Home News Philippines observes Good Friday with crucifixions and whippings | Religion News

Philippines observes Good Friday with crucifixions and whippings | Religion News

Philippines observes Good Friday with crucifixions and whippings | Religion News


Catholic devotees in the Philippines re-enacting the last moments of Jesus Christ were nailed to wooden crosses while others whipped themselves bloody in extreme displays of religious devotion on Good Friday.

While most Filipinos went to church or spent the holiday with family, thousands gathered in villages around San Fernando city, north of the capital Manila, to watch men punish themselves in a bid to atone for their sins or seek miracles from God.

Dozens of bare-chested flagellants wearing black shrouds and crowns made of vines walked barefoot through dusty, narrow streets, rhythmically flogging their backs with strips of bamboo tied to ropes, their blood soaking the tops of their trousers and splattering onlookers.

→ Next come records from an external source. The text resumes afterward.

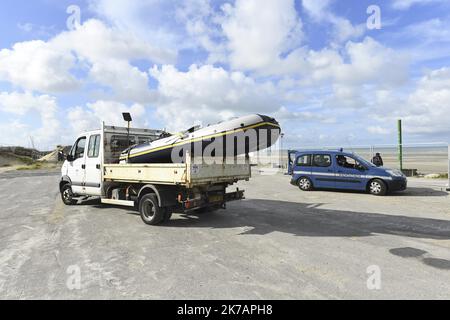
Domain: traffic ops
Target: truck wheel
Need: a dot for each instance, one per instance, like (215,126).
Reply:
(151,212)
(377,187)
(67,195)
(167,216)
(305,184)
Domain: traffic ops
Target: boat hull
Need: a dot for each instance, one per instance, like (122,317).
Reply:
(253,133)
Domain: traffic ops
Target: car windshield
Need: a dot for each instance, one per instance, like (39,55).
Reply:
(364,161)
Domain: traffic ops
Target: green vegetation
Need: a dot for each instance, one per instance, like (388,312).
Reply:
(38,165)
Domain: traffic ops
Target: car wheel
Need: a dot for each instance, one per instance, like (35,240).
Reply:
(305,184)
(67,195)
(151,212)
(377,187)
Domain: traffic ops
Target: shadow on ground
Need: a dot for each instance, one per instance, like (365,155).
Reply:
(423,256)
(301,219)
(410,192)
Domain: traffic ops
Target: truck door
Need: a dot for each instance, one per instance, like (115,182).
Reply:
(93,173)
(76,168)
(291,161)
(349,173)
(322,171)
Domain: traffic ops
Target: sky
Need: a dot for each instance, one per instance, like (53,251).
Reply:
(331,72)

In San Juan village, a short, wiry man with wild, white hair playing the role of Jesus Christ and two others were dragged by neighbours dressed as Roman centurions to a raised mound where wooden crosses lay on the ground.

As spectators filmed on their mobile phones, three-inch (7.6-cm) nails were driven into the men’s palms and the crosses were hoisted upright.

Several minutes later the crosses were lowered to the ground and the nails pulled out.

“I will keep doing this while I’m alive, for as long as my body is able to do it. That is my vow,” said retired fisherman Wilfredo Salvador, 67, who began playing the role of Jesus Christ in the mock crucifixions 16 years ago following a mental breakdown.

“This is nothing. Sometimes it heals after a day and I am able to wash dishes and bathe,” Salvador said of his wounds.

Ten people were nailed or strung up on crosses at three crucifixion sites, San Fernando city councillor Reginaldo David told reporters.

The extreme acts are frowned upon by the Catholic Church in the Philippines and health experts.

The Philippine health department urged the public this week to “avoid acts or rites that lead to physical wounds and injuries”.

“We join the pastoral guidance of our faith leaders, guiding all towards religious practices that are safe and healthy,” it said in a statement.

But for devotees like 23-year-old Ian Bautista, who has been taking part in the floggings since he was 15 and is one of four flagellants in his family, the suffering was for a good cause.

“It’s for my mother,” Bautista said, explaining that she had surgery for an ovarian cyst on Monday and that he believed taking part would help her recovery.

“It’s painful but I will do this until my body gives up.”